Over the summer, Wilson was a full-time beauty intern at Good Housekeeping, a national publication where her job consisted of organizing the beauty closet, sorting mail and separating any beauty product deliveries. A big part of her job, she said, was collecting press releases for new products that editors might want to use in upcoming issues.
From there, Wilson said, it was her responsibility to correspond with the producers of those products. She would reach out to them to express Good Housekeeping’s interest in featuring their product and ask for more information.
The beauty department at Good Housekeeping was small, she said, so she got to work with everyone very closely.
“I had as much responsibility as they could give me without calling me an assistant,” Wilson said. “So, I had more responsibility than I ever thought. It was great and I got a lot of experience with that.”
But, Wilson’s favorite part of the internship was attending events for new products and seeing the beginnings of new trends before they become popular.
“You get to go and network and meet people from huge brands of makeup that you use every day,” She said. “And you’re like ‘Wow. These people have created this and have done everything from designing the basic product, to package design, to coming up with tutorials on how to use it.’”

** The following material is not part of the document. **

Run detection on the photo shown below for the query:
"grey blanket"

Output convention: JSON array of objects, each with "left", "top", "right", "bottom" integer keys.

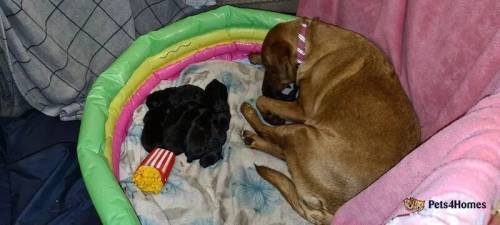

Senior marketing major Josh Cullen has found an internship that will save all of his fellow students from struggling to find work after graduation. Cullen is the marketing and social media intern for University Recruiters.
Cullen said that the company works to connect young graduates who haven’t been able to find work with employers who are looking to hire.
“We have a couple finance companies, sales jobs, mortgage companies and all kinds of things,” Cullen said. “We basically source and call these people, and they come in and we give them work.”
Cullen started working for University Recruiters earlier this semester, and although he may be new, he is already heavily integrated with the company. His boss put him in charge of a $20,000 event called “Kick Start Your Career: A Night with Justin Tucker.”
“Basically I have to promote it to Towson students or any student, preferably juniors and seniors, because there are going to be top CEOs from some of the major companies across the country,” Cullen said. “So I have to promote it on all of the social media and really get the word out. I’ve been emailing people constantly.”
The event will be held in the SECU Arena on Nov. 2 at 6:30 pm, and Ravens kicker Justin Tucker will be the keynote speaker.
“He is coming and he is giving a speech on his experience, because he is an NFL kicker, and you can make a living off of that but you also have to have side things,” Cullen said.
The event also offers students an exclusive opportunity to mingle with major CEOs looking to hire graduates.
“We also have all of these great CEOs that are hiring kids,” Cullen said. “Last year we got 20 hires, which was pretty cool.”